E.g. as.numeric(CONDO$SOLD) only shows the effect of taking that variable and trying to make it numeric. It does not actually change the variable. For that you need to specify CONDO$SOLD<-as.numeric(CONDO$SOLD) .
Probably you meant to execute:

CONDO$SOLD<-as.numeric(CONDO$SOLD)
CONDO.A <- CONDO[CONDO$SOLD==1,]
fit1 <- lm(SOLD~FLOOR+DIST,data=CONDO.A)

?

It worked with warning. I added the input you provided washout understanding.
input


or

summary(fit1)

Call:
lm(formula = SOLD ~ FLOOR + DIST, data = CONDO.A)

Residuals:
Min 1Q Median 3Q Max
-9.557e-15 -9.590e-17 5.900e-17 2.657e-16 6.231e-16

Coefficients:
Estimate Std. Error t value Pr(>|t|)
(Intercept) 1.000e+00 3.088e-16 3.238e+15 <2e-16 ***
FLOOR 1.073e-16 4.851e-17 2.212e+00 0.0292 *
DIST 2.710e-17 2.368e-17 1.144e+00 0.2551

Signif. codes: 0 ‘’ 0.001 ‘’ 0.01 ‘’ 0.05 ‘.’ 0.1 ‘ ’ 1

Residual standard error: 9.77e-16 on 103 degrees of freedom
Multiple R-squared: 0.4999, Adjusted R-squared: 0.4901
F-statistic: 51.47 on 2 and 103 DF, p-value: 3.185e-16

Warning message:
In summary.lm(fit1) : essentially perfect fit: summary may be unreliable

based on all of this
load("CONDO.Rdata")
CONDO.A <- CONDO[CONDO$SOLD=="A",]
CONDO$SOLD=="A"
as.numeric(CONDO$SOLD)
CONDO.A <- CONDO[as.numeric(CONDO$SOLD)==1,]
x1 <- CONDO.A$FLOOR
x2 <- CONDO.A$DIST
x3 <- CONDO.A$VIEW
x4 <- CONDO.A$END
x5 <- CONDO.A$FURNISH
y <- CONDO.A$SOLD
CONDO$SOLD<-as.numeric(CONDO$SOLD)
CONDO.A <- CONDO[CONDO$SOLD==1,]
fit1 <- lm(SOLD~FLOOR+DIST,data=CONDO.A)
summary(fit1)

What should be eliminated ? I am trying to understand. All the idea was to select A (auction) and remove fixed priced (f) from SOLD column ...
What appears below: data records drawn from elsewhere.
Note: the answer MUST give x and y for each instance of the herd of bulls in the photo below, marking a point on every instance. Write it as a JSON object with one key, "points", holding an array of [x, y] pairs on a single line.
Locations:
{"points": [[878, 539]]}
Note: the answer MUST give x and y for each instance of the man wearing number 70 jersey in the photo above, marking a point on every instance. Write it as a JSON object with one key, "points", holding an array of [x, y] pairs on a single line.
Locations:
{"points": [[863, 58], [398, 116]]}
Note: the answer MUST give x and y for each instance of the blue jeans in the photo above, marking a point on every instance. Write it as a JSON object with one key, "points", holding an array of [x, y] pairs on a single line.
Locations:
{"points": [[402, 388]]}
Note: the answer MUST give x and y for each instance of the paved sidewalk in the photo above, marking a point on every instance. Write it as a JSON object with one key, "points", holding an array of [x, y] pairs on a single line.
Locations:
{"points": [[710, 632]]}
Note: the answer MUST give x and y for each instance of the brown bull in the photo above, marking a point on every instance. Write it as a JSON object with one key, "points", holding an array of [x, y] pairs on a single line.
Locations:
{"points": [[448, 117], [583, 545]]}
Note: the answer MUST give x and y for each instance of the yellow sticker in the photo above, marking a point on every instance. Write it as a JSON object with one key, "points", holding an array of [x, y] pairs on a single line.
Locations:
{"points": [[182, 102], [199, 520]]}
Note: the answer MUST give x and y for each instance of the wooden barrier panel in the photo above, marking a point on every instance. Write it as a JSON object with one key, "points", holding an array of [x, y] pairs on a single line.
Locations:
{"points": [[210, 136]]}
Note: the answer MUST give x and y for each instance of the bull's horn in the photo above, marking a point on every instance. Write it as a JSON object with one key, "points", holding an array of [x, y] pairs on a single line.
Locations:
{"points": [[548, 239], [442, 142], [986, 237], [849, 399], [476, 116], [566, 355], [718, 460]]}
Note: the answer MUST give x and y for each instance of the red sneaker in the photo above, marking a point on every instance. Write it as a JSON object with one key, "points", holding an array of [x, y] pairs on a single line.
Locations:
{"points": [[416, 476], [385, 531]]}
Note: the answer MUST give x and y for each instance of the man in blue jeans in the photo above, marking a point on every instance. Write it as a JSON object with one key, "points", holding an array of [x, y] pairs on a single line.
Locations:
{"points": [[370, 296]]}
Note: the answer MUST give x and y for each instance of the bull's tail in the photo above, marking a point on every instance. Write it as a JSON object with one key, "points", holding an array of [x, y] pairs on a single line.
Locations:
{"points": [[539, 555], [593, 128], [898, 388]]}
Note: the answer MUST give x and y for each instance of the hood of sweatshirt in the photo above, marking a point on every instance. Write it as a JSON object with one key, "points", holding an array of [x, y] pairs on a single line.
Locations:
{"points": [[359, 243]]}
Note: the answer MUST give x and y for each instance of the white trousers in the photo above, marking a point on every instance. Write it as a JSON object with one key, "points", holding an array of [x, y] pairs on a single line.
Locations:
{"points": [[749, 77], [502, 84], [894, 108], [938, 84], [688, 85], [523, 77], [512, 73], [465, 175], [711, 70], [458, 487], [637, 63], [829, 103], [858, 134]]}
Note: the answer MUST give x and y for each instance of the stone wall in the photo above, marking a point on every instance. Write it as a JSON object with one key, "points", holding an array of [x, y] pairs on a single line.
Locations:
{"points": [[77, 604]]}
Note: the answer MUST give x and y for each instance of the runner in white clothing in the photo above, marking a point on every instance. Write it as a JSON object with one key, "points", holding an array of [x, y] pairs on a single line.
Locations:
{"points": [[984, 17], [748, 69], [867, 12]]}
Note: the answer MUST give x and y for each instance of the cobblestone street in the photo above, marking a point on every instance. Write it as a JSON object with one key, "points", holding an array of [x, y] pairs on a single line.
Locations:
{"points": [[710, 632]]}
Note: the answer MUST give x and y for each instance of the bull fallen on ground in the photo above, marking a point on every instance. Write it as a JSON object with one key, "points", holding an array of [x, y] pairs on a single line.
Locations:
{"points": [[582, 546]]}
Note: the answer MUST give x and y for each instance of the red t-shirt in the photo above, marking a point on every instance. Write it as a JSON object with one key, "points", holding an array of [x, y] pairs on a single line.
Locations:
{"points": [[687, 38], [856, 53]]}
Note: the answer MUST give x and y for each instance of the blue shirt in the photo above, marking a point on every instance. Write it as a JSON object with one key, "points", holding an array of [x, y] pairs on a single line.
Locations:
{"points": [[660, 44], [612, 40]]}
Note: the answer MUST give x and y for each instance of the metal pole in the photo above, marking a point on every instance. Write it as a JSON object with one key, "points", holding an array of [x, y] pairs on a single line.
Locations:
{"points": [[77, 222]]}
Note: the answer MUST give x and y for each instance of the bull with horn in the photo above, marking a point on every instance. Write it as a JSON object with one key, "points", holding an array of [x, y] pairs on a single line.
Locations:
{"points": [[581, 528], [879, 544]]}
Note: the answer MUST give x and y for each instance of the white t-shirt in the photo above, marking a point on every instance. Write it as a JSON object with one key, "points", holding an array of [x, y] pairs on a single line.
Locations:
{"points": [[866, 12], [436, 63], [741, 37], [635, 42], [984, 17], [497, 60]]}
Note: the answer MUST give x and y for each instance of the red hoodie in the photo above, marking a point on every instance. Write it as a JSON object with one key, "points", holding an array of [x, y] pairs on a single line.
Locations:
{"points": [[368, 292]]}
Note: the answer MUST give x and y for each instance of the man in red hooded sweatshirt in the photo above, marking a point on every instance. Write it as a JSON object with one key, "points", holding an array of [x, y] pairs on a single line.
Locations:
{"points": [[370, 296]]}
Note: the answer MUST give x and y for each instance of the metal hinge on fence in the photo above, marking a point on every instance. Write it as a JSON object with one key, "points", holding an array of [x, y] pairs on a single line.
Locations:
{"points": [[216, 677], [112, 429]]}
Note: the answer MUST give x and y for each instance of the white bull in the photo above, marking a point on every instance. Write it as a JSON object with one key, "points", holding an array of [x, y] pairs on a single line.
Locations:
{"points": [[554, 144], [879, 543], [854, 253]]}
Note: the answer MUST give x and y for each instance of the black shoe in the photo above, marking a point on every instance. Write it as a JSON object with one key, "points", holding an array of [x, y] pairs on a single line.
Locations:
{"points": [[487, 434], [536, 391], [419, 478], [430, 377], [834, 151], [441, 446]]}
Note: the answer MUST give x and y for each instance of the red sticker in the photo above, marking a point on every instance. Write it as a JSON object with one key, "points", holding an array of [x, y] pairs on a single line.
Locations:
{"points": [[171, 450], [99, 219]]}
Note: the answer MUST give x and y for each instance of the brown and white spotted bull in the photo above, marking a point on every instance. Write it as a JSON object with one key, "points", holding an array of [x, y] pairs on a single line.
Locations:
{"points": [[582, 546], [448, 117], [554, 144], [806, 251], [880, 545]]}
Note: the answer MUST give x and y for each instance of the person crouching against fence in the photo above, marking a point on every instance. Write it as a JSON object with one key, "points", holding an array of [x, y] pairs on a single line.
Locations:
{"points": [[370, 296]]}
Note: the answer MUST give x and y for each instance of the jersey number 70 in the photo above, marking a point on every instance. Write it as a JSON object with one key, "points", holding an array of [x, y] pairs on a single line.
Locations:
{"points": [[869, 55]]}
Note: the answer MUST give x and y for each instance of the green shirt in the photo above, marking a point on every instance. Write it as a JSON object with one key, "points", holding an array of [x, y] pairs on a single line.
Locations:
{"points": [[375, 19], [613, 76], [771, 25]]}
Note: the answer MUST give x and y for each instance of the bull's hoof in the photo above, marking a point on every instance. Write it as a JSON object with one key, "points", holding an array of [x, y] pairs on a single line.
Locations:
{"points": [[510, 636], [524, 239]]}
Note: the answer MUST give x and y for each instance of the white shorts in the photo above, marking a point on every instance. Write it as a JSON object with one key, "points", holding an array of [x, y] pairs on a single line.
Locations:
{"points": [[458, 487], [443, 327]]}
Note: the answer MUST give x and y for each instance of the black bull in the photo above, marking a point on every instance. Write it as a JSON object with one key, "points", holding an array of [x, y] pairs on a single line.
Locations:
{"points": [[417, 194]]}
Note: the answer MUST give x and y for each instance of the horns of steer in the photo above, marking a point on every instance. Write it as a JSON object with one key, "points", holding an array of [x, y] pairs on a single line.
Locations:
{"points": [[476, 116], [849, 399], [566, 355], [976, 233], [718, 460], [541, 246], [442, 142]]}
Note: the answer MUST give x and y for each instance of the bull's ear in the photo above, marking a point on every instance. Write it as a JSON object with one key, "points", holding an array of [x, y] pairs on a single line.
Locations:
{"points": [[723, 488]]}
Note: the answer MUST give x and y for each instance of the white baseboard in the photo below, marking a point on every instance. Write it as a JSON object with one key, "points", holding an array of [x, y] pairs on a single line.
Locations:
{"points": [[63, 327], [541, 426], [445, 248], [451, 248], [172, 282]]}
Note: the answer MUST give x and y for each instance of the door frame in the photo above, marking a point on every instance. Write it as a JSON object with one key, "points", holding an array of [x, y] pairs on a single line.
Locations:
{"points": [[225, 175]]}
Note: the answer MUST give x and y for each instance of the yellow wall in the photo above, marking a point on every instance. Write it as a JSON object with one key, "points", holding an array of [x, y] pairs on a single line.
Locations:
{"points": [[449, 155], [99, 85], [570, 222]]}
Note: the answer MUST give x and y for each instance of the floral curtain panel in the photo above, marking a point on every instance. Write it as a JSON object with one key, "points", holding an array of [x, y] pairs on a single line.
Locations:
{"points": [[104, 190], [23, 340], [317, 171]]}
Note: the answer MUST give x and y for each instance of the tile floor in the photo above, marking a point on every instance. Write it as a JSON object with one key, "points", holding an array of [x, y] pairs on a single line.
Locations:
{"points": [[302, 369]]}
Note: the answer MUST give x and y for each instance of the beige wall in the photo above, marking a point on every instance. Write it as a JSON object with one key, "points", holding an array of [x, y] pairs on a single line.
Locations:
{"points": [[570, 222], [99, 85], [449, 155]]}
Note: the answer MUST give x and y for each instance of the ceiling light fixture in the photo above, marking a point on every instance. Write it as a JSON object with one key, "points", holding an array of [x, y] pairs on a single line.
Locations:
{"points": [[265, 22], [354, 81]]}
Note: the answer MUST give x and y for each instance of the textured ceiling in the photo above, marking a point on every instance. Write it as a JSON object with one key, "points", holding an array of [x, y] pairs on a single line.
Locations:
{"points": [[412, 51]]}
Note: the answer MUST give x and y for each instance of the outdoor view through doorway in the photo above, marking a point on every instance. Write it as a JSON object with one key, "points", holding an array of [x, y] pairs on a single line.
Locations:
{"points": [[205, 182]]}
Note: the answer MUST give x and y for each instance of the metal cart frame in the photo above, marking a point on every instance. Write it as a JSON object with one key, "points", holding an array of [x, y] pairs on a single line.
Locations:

I have added some comments to your code.

Why are you setting SOLD to have only one value?

1 Like

Thank you. I am addressing the auction price which is coded as number 1, and taking off the fixed price . This is why we subsetted( or selected cases need to use x1 through x5 when I test the second order model and the interactions with dummies. I basically have three models to test.
This is the complete model
E(y) = β0 + β1x1 + β2x2 + β3x3 + β4x4 + β5x5

X1 floor height , x2: distance from elevator x3: dummies 1 if ocean view 0 if not, x4, 1 if an end unit, 0 if not, x5: 1 if furnished, 0 if not.

We need a reproducible example (reprex)

As @ FJCC points out your code is not making sense. There is clearly something we are missing.